Two senses connected to brain health
As two of the five major senses, smell and hearing contribute to every aspect of our daily lives. These crucial senses help warn us of spoiled food, cross a busy intersection, and interact with our peers. When one of these senses goes astray, it can signal some major biological differences occurring in your body.
The Nose Knows
Decreased olfactory function is very common as we age and is linked to a decreased ability to taste and decreased appetite. In fact, odor identification issues are present in over half of those between the ages of 65 and 80, and in over three quarters of those over the age of 80. It’s known that decreased smelling abilities are often an early indicator of neurodegenerative diseases such as Alzheimer’s and sporadic Parkinson’s disease. In turn, olfactory deficits can decrease one’s quality of life and increase the risk for depression. However, there is emerging evidence that “smell training” can improve the ability to smell.
Smell and smell recognition are intricately connected to brain functioning. Hundreds of olfactory receptors in the nose bind the odor molecules and initiate an electrical signal that travels to the olfactory bulb, a structure at the base of the brain. The piriform cortex—located just behind the olfactory bulb— then works to identify the smell. From there, smell information is transmitted to another area of the brain where it is integrated with taste information.

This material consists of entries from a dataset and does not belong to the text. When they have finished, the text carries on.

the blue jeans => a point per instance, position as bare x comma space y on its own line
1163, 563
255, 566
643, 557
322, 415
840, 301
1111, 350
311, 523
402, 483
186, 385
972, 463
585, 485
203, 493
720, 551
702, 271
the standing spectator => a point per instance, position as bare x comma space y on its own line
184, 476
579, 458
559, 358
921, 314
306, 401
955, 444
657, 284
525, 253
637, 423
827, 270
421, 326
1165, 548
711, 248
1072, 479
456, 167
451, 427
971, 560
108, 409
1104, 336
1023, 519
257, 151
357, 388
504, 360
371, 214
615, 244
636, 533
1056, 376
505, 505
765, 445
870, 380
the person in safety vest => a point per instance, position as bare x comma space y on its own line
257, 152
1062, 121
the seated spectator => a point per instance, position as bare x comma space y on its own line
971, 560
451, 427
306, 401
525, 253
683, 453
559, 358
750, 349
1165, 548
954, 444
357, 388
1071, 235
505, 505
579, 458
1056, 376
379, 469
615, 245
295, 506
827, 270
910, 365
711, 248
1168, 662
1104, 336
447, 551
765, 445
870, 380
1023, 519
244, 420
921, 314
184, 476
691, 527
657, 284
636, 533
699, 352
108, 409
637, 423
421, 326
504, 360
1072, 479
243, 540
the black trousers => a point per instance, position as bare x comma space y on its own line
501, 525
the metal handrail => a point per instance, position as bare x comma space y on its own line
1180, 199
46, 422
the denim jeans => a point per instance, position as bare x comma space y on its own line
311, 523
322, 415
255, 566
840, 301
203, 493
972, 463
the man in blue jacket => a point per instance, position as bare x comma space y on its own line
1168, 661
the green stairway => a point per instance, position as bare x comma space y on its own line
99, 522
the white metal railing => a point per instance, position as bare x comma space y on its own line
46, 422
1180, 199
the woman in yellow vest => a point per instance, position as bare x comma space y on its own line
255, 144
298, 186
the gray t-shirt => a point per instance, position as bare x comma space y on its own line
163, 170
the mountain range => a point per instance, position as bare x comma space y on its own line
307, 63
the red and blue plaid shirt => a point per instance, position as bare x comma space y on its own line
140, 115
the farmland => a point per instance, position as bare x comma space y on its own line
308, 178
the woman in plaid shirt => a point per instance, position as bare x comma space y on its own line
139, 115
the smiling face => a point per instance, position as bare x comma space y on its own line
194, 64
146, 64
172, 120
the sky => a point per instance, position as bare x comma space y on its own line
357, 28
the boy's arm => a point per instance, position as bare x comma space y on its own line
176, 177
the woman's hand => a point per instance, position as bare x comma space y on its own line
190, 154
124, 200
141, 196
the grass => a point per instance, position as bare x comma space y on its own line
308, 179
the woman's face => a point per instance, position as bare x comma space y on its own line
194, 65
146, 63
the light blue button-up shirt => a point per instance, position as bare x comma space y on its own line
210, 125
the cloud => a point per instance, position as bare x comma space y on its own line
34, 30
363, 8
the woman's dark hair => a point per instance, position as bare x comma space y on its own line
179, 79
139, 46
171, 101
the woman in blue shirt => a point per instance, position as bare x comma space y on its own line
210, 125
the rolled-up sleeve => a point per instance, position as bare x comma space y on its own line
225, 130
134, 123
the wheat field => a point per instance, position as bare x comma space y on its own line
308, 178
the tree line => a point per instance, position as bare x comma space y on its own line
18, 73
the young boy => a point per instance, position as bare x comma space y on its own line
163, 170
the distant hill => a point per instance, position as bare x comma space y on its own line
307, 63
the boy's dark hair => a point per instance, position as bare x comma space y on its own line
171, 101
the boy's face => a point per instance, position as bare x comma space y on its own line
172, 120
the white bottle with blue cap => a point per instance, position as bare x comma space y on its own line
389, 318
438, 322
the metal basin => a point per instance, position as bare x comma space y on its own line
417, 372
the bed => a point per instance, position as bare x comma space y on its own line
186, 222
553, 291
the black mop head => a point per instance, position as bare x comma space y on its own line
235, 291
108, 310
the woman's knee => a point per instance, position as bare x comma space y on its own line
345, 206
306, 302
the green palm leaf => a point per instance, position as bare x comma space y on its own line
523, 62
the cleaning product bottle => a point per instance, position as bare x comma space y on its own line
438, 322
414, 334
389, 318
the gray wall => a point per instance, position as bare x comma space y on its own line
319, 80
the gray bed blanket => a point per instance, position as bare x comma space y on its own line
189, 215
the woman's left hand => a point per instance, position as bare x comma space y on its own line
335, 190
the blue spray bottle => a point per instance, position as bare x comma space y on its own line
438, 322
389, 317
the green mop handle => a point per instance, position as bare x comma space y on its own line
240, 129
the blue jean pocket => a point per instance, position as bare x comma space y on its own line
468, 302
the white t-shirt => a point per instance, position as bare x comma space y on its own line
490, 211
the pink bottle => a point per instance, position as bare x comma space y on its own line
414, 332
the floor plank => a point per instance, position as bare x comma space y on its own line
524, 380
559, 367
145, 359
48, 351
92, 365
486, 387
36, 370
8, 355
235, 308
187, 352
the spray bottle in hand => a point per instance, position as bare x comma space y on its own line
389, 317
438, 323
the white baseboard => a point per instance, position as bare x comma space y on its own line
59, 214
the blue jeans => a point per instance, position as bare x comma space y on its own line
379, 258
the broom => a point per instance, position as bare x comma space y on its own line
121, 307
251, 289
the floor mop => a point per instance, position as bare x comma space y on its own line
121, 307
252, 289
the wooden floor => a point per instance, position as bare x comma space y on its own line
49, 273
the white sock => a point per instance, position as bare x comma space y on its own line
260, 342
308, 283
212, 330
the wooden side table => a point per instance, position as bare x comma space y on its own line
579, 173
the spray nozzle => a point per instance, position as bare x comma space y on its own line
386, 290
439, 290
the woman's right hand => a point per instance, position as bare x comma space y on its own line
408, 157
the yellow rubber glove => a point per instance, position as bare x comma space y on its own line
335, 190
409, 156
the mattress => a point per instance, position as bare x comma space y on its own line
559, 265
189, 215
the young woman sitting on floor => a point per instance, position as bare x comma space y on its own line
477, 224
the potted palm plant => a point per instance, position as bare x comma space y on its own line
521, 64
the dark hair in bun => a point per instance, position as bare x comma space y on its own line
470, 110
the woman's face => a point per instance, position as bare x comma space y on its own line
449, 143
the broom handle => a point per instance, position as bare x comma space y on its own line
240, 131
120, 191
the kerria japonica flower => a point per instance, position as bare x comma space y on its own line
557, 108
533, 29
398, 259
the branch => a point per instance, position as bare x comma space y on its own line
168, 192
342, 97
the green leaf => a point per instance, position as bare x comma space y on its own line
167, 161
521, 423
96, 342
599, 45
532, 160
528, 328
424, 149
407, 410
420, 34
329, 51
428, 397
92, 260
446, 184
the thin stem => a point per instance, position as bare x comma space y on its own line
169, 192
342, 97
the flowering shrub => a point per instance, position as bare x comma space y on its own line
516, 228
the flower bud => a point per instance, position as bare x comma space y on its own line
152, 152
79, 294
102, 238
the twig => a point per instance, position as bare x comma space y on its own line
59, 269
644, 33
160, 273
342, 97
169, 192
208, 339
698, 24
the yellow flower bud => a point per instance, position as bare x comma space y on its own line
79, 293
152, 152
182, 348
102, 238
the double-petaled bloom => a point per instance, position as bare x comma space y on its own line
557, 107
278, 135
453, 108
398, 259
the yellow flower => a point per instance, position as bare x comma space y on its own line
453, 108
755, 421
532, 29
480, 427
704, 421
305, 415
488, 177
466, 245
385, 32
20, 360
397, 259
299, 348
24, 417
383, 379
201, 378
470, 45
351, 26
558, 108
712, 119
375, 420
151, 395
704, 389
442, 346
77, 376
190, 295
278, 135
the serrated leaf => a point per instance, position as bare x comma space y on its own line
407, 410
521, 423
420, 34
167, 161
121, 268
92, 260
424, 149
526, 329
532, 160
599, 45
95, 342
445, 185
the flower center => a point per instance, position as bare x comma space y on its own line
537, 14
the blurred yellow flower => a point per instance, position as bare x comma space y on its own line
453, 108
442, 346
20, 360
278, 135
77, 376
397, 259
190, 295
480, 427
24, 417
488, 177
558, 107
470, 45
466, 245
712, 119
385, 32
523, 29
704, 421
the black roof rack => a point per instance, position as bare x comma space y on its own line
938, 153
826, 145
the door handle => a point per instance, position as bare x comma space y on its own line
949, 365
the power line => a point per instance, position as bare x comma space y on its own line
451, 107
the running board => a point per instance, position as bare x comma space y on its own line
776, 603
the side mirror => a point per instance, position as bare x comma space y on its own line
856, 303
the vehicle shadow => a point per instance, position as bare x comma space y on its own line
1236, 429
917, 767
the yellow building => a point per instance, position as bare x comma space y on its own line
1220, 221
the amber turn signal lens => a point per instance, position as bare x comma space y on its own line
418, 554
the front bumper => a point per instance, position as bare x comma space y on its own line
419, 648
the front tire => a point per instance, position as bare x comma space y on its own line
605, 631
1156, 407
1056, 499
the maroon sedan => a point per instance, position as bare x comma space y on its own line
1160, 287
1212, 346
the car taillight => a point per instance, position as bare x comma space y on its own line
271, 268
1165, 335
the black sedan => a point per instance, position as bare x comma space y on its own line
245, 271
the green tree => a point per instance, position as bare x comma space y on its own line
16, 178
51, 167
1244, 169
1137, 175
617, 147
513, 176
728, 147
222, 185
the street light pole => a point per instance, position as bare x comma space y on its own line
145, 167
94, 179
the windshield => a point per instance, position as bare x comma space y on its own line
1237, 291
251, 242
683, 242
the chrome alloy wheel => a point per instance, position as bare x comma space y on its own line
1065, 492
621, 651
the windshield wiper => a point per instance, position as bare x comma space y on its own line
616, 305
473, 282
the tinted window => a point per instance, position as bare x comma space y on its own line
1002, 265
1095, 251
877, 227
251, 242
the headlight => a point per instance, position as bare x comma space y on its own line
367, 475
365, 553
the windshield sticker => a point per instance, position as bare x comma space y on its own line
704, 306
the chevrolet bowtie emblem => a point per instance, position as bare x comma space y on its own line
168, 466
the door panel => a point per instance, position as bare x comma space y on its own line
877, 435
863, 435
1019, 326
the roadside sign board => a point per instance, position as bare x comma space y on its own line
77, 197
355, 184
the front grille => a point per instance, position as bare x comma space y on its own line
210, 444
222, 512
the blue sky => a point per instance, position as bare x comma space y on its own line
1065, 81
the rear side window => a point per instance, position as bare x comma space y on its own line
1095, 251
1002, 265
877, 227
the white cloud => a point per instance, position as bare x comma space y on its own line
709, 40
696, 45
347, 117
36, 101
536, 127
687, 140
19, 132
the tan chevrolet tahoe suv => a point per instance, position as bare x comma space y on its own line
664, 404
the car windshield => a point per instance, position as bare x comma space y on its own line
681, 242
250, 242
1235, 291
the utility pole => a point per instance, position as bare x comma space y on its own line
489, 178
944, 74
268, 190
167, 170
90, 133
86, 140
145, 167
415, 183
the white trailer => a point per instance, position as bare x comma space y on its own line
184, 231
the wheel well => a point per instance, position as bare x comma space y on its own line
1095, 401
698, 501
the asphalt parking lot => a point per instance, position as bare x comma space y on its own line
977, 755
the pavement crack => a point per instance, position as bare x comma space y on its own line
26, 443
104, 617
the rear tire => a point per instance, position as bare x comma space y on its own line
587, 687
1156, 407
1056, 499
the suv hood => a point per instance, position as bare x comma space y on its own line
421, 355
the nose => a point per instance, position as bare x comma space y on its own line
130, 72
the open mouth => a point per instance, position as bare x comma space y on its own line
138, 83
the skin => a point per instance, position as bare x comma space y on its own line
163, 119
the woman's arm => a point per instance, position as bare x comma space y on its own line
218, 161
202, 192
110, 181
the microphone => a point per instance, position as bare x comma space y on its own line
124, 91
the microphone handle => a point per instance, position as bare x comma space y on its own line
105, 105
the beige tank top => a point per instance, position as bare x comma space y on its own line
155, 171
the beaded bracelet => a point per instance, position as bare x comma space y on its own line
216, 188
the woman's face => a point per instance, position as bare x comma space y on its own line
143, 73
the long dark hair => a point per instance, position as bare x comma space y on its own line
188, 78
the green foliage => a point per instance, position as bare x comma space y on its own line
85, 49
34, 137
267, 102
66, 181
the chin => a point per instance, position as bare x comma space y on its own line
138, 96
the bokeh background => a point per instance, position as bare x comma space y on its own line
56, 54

Smell training has been studied in numerous animals of which, when exposed to multiple odors, develop an increased number of connections between brain cells. This process enhances learning and memory of odors. Human smell training involves exposing a person to a variety of odors from major categories such as: flowery, fruity, aromatic, or resinous. The person is asked to perform different tasks such as focus on particular odors, try to detect certain odors, or note the varying intensities.
Neuroplasticity—the generation of new connections and strengthening of existing connections between neurons—is one key element in smell training because it leads to changes in thinking skills or behavior. Generally, smell training is repeated daily for several months. Periods over three months are suggested for older adults, given the reduced plasticity associated with age.
The Ears Have It
In addition to a loss of smell, new studies have linked people with hearing loss to having higher rates of dementia. One particular study found that people with hearing loss were 24% more likely to have Alzheimer’s, and the worse the hearing loss was, the more likely the person was to develop dementia. While hearing loss does not cause dementia, there is certainly an association between the two. The surrounding theories include changes in brain function, a larger cognitive load, and social isolation.
It is important to note that hearing loss does not mean your loved one is guaranteed to develop Alzheimer’s. However, preventative measures can be taken to significantly reduce the likelihood of getting Alzheimer’s, or the severity of it.
One study in Paris provided people with deafness in at least one ear with a cochlear implant and tracked their cognitive performance before and after receiving the implant and auditory rehabilitation. Eighty percent of the people in the study showed cognitive improvement within one year. This is significant, as these are better results than any FDA approved drugs for treating dementia.
While hearing loss and loss of smell can signify many different things, it is important to seek out treatment for it in order to live a better lifestyle. Not only will it make it easier to enjoy foods and communicate with friends, but it could potentially stave off Alzheimer’s for longer.